I am proving a weak version of Whitney's embedding theorem for compact manifolds :
Let $M$ be a compact smooth manifold of dimension $m$.
I can be proven that $M$ has a finite smooth atlas $A = \{(U_1, \varphi_1),...,(U_n, \varphi_n)\}$ Choose a smooth partition of 1, $\{θ_1,...,θ_n\}$ subordinate to $\{U_1,...,U_n\}$. For each $j$ consider the function $\tilde \varphi_j: M\rightarrow \Bbb R^m $ given by $\tilde \varphi(p) = 0$ for every $p \in M\setminus U_j$ and $\tilde \varphi_j(p) =\theta_j(p)\varphi_j(p) $ for all $p \in U_j$. It can be proven that $\tilde \varphi_j$ is smooth for every $j$
I have already proven these things and also that the smooth function $F:M \to \Bbb R^{n(m+1)}$
$F(p)=(\theta_1(p),...,\theta_n(p);\tilde \varphi_1(p),...,\tilde \varphi_n(p))$
is injective.

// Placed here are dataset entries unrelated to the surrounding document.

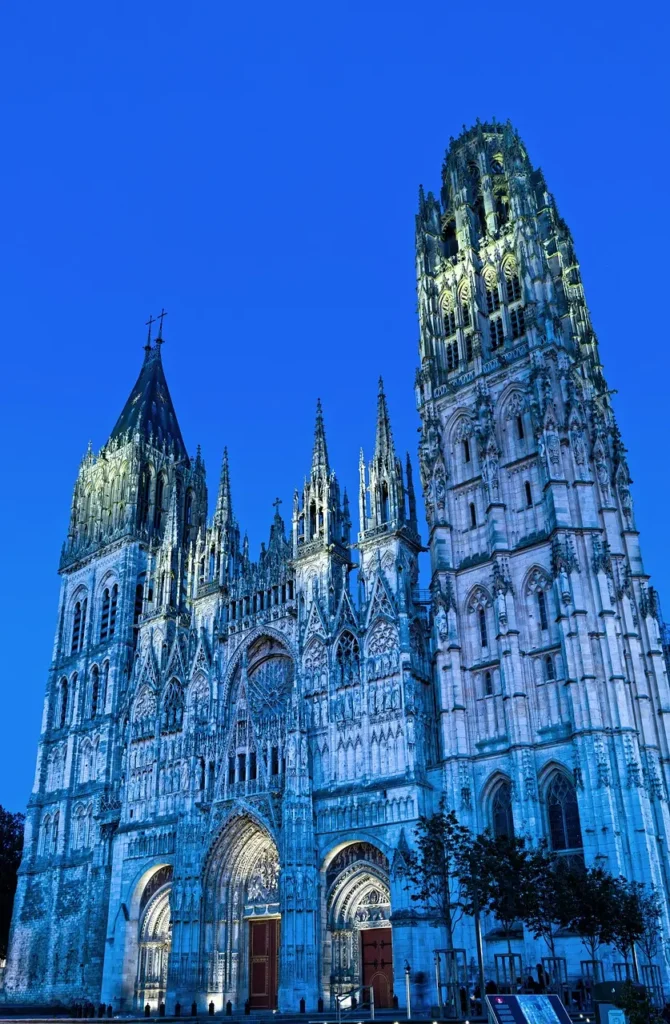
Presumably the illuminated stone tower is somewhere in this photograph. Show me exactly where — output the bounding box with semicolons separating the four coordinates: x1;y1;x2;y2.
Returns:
416;117;670;942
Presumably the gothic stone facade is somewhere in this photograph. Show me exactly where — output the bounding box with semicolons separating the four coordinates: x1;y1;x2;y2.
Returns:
5;124;670;1010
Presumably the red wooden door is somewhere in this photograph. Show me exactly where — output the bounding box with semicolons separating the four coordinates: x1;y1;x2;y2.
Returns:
249;919;279;1010
361;928;393;1010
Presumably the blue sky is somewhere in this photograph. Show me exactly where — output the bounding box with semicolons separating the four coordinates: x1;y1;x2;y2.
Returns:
0;0;670;809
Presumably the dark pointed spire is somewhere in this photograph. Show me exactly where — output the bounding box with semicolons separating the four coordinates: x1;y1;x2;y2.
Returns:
373;377;395;461
311;398;330;474
214;447;233;528
108;328;189;462
405;452;419;532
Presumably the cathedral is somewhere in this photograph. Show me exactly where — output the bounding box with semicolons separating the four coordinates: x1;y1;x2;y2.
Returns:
4;123;670;1014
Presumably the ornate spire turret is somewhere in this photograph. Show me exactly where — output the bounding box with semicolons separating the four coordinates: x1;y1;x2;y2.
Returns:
108;338;189;463
214;447;234;529
293;399;348;562
360;377;409;536
311;398;330;476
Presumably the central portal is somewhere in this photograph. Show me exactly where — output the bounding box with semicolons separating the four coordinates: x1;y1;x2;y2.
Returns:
361;928;393;1010
249;918;280;1010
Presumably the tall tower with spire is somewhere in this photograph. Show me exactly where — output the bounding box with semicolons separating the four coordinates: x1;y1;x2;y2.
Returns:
416;123;670;937
7;336;207;997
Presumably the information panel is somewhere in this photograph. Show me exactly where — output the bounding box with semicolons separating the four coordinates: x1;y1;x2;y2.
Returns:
487;995;572;1024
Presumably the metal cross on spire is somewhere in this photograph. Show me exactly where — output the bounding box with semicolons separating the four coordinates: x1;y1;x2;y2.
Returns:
156;309;167;342
144;313;156;352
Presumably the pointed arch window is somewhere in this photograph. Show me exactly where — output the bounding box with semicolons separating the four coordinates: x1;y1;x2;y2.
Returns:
489;316;505;351
505;272;521;302
487;280;500;313
183;487;193;541
538;590;549;631
161;679;183;732
336;631;361;686
447;341;458;373
491;779;514;839
56;678;68;729
137;466;152;526
70;598;86;654
509;306;526;340
524;480;533;509
545;770;583;853
154;473;165;530
91;665;100;718
100;587;111;643
110;583;119;639
477;608;489;647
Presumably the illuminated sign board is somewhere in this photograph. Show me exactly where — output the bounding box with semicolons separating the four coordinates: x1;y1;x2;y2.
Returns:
487;995;572;1024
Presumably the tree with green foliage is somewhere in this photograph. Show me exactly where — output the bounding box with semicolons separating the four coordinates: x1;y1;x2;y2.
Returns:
610;877;645;981
408;801;473;949
521;842;574;956
0;807;26;957
566;867;616;961
477;833;535;955
638;886;663;964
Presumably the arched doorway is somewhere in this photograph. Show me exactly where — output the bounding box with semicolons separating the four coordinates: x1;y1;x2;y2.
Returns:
203;814;280;1010
326;843;393;1009
135;865;172;1010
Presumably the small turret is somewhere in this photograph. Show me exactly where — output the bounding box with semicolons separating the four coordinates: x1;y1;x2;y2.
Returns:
293;399;348;557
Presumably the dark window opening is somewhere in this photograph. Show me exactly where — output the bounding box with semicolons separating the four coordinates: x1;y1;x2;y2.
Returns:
491;782;514;839
100;587;110;643
489;316;505;350
487;285;500;313
509;307;526;340
538;590;549;630
478;608;489;647
546;771;582;853
154;476;165;529
506;273;521;302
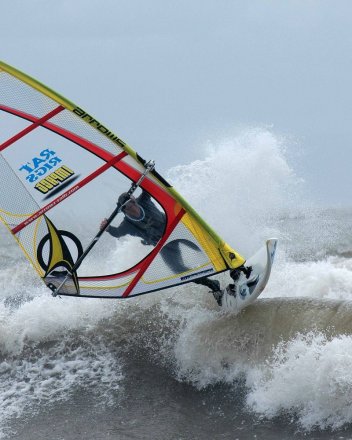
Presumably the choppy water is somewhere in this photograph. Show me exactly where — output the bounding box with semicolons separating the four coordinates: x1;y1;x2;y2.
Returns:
0;130;352;440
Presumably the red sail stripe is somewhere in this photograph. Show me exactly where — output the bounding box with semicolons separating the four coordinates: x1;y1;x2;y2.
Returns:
0;105;65;151
122;208;186;298
11;151;127;234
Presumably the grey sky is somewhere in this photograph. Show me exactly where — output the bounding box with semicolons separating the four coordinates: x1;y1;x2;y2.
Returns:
0;0;352;206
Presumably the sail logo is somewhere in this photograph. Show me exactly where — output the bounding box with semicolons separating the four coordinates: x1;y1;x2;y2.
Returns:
19;148;62;183
34;165;75;194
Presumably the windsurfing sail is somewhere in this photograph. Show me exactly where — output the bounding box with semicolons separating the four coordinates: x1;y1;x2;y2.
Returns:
0;62;245;298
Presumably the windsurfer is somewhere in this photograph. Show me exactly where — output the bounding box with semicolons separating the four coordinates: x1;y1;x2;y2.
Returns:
100;191;221;300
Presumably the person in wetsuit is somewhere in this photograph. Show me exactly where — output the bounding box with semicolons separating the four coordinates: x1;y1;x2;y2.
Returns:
100;191;221;299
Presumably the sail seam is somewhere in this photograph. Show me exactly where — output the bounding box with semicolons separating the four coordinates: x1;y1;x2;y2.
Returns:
0;105;65;151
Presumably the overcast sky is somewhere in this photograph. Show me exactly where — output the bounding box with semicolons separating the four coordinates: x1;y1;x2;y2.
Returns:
0;0;352;206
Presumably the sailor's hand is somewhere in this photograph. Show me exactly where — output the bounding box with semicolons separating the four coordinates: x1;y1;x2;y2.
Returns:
100;218;108;231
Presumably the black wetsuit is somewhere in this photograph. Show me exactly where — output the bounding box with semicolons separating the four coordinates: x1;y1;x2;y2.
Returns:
107;191;219;291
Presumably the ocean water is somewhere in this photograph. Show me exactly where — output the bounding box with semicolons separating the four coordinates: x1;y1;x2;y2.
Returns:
0;129;352;440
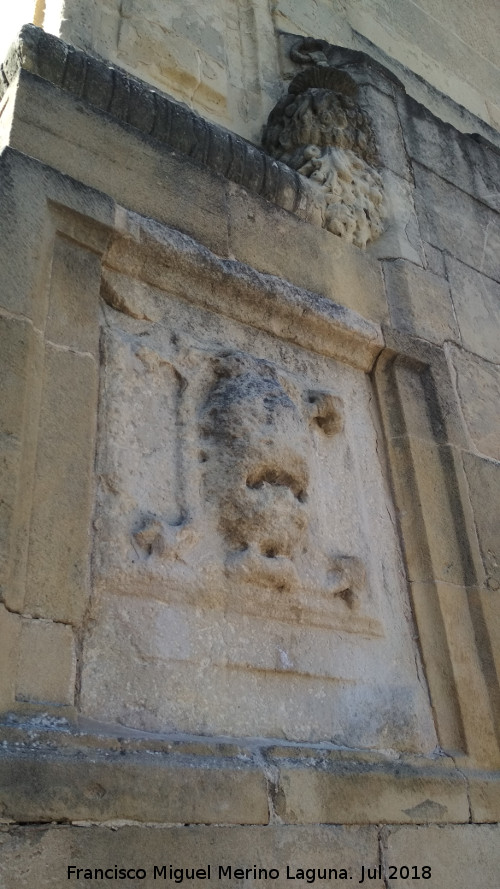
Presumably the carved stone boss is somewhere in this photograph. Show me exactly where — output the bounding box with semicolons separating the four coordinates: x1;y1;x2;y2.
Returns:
263;40;386;247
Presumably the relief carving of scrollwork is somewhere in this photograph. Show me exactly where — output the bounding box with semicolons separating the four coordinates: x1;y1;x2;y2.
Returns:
263;40;386;248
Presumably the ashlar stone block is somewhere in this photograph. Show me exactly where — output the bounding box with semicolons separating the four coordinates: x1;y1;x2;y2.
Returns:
16;618;76;705
384;824;500;889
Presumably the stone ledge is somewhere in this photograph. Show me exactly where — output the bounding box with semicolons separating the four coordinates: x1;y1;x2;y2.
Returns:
0;25;318;231
102;206;384;371
0;716;499;824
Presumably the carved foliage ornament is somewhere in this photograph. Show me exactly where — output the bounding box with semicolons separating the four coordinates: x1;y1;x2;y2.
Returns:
263;41;386;247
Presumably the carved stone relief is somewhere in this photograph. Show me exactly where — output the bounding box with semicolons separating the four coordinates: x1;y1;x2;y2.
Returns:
263;41;386;247
82;271;432;749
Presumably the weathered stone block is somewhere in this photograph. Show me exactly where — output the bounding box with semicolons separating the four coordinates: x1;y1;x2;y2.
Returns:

I am having trouble proving that F is an immersion:
I can write $dF_p(X_p)=(X_pF^1,...,X_pF^{n(m+1)})$ ( as proven here
$F(p)=(F_1(p),...F_r(p))$ smooth map, Why is it true that $dF_p(X_p)=(X_p(F_1),...,X_p(F_r))$? )

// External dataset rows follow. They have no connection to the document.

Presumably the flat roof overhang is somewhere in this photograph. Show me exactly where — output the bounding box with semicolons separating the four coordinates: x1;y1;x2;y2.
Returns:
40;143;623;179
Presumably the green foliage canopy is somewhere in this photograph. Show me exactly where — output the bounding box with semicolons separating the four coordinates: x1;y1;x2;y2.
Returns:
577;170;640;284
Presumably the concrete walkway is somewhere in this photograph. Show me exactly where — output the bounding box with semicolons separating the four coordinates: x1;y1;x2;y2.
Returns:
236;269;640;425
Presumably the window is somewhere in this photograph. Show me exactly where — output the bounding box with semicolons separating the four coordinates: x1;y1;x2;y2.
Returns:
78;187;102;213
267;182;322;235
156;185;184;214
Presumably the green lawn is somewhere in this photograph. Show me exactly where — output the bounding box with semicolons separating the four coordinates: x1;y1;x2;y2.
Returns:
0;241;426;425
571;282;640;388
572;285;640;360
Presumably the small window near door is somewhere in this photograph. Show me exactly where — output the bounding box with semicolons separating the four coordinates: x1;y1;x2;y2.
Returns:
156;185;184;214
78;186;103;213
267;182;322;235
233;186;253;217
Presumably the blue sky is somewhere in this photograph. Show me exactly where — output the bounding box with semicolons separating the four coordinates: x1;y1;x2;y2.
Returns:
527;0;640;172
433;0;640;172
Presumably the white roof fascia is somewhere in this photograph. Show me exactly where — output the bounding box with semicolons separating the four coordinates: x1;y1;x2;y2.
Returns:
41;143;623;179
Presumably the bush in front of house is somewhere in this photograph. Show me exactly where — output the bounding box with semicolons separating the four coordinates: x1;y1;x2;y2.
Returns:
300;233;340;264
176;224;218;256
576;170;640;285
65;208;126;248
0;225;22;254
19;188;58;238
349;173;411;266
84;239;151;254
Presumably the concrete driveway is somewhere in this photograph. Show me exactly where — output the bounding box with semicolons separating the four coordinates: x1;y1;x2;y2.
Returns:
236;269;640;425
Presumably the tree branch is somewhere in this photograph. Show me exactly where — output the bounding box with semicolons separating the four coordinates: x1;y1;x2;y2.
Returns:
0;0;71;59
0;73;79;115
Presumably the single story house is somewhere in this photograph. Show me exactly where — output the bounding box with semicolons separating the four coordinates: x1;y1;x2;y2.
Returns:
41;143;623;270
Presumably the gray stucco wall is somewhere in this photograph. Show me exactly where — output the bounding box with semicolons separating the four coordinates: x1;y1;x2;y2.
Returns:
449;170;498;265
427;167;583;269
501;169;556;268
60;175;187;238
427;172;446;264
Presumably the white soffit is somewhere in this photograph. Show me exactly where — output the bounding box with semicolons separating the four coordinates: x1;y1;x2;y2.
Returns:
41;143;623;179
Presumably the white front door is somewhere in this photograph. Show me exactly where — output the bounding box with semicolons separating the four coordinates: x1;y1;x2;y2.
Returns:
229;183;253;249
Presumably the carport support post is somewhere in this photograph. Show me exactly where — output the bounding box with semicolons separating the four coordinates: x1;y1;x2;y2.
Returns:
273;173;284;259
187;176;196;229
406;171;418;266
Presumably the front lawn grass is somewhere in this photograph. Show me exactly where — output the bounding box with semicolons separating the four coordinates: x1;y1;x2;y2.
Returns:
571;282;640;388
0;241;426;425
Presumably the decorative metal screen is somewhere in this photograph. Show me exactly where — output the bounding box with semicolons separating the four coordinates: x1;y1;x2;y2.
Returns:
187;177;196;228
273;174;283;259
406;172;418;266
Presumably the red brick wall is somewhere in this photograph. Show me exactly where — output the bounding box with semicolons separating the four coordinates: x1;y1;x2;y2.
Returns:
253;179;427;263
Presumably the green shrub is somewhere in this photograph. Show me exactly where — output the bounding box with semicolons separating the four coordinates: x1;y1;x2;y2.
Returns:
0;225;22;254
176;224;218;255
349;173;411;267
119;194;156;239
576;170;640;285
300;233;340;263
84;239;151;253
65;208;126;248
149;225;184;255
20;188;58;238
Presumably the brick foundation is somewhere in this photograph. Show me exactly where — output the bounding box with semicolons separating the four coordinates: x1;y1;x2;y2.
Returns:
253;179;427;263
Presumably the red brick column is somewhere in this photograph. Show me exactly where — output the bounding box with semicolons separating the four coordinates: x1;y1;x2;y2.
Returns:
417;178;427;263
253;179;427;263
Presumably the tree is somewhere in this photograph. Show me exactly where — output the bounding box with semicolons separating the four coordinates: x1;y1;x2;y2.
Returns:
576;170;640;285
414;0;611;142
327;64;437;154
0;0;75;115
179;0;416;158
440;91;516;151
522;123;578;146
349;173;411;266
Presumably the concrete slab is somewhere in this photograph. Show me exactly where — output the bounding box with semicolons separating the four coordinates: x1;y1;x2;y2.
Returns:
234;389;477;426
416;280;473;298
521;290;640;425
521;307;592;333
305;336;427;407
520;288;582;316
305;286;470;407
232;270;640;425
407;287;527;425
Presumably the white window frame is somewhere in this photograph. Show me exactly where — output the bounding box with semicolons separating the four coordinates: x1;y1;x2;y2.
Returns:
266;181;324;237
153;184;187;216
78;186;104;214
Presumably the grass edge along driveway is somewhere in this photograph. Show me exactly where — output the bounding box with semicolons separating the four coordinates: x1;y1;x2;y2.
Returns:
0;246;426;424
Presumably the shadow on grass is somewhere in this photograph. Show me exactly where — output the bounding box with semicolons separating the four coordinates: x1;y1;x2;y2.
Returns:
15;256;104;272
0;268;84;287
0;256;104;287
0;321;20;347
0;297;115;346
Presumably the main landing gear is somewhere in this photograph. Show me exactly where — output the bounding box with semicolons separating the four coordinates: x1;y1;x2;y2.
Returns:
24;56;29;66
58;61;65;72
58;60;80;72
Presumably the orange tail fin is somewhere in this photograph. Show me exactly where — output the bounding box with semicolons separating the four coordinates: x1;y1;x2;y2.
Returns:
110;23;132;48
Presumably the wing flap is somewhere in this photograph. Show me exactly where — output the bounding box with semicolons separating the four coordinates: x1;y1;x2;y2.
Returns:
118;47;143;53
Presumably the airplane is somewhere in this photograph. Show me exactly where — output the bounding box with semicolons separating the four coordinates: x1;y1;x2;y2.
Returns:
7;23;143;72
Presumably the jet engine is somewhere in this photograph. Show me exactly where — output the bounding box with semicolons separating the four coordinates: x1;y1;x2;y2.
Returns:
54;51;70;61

So I just have to prove that the linear map $dF_p$ has trivial Kernel:
If $0=dF_p(X_p)=(X_pF^1,...,X_pF^{n(m+1)}) = (X_p\theta_1,...,X_p\theta_n,X_p\tilde\varphi _1,...,X_p\tilde\varphi_n)$
$\implies X_p\theta_j=0 \tag 1$
and $X_p\tilde\varphi _j\tag 2=0$
for every $j=1,...n$
$0=X_p\tilde\varphi _j=X_p(\theta_j\varphi _j)=\varphi_j X_p\theta_j+\theta_jX_p\varphi_j = 0 + \theta_jX_p\varphi_j=\theta_jX_p\varphi_j$
I am not sure whether I should descent to a "pointwise level" here:
$0=\theta_j(p)X_p\varphi_j(p)$ If $\theta_j(p)\neq 0$, then $X_p\varphi_j(p)=0$
But stil, how can I conclude from here that $X_p$ is the $0$-derivation ?

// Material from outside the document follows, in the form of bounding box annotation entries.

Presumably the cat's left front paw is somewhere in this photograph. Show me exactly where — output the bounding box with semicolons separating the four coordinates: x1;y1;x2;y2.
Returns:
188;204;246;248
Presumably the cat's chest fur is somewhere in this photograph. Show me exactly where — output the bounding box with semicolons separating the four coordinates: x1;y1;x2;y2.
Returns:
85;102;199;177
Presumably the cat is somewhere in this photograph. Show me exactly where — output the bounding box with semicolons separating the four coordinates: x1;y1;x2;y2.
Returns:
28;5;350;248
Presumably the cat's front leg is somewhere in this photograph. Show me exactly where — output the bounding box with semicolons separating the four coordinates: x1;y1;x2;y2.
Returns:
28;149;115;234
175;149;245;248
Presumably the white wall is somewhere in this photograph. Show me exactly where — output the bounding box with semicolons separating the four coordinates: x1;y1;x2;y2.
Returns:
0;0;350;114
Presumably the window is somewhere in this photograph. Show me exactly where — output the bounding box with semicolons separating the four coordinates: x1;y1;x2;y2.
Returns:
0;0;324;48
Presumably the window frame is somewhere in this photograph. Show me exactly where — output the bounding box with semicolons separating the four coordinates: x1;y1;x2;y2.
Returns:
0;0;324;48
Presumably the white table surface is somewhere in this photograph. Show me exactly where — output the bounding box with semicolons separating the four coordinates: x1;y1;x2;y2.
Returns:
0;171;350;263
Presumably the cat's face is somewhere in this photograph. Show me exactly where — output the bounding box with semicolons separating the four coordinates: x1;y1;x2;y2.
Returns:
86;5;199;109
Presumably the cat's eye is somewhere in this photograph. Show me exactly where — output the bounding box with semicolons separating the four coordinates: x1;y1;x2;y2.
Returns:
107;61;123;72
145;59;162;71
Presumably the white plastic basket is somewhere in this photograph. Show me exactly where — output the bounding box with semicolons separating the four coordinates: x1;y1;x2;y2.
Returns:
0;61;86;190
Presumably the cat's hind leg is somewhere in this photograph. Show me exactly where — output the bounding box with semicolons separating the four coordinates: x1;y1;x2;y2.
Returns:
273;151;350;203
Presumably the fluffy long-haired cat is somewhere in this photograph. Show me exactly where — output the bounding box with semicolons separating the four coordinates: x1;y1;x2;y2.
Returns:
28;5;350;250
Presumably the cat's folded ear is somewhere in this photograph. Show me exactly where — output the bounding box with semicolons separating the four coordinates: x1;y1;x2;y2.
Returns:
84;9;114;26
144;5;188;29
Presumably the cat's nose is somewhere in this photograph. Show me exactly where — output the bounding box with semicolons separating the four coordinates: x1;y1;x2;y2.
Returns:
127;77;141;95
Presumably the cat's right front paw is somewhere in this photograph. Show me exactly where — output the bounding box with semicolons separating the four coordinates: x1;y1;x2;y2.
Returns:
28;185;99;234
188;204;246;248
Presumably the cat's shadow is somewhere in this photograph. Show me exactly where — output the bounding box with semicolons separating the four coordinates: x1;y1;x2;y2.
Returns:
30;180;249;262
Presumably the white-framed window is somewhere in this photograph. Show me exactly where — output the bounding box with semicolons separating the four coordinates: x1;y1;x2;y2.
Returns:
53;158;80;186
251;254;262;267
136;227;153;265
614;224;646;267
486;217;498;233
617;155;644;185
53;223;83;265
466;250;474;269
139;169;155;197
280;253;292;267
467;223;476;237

After that is proven, concluding that F is an embedding is straightforward because F is an immersion,smooth, bijective onto its image and it's a closed map (because a closed C set in M is compact , since M is compact, and F being continuous implies F(C) is compact in a T2 space, therefore closed in F(M))
You're almost there.
Notice that $\theta_j(p) > 0$ for at least one choice of $j$. For this choice of $j$, $p$ is contained in the domain of the chart $\varphi_j : U_j \to \mathbb R^m$.
Let $x^1, \dots x^m$ be the coordinate functions associated with the chart $\varphi_j : U_j \to \mathbb R^m$. Then $\{ \left( \partial_{x^1} \right)_p, \dots , \left( \partial_{x^m} \right)_p \}$ is a basis for the tangent space at $p$ - which is to say that any $X_p$ can be written in the form $$ X_p = a^1 \left( \partial_{x^1}\right)_p + \dots + a^m \left( \partial_{x^m} \right)_p $$ for some choice of constants $a^1, \dots, a^n$.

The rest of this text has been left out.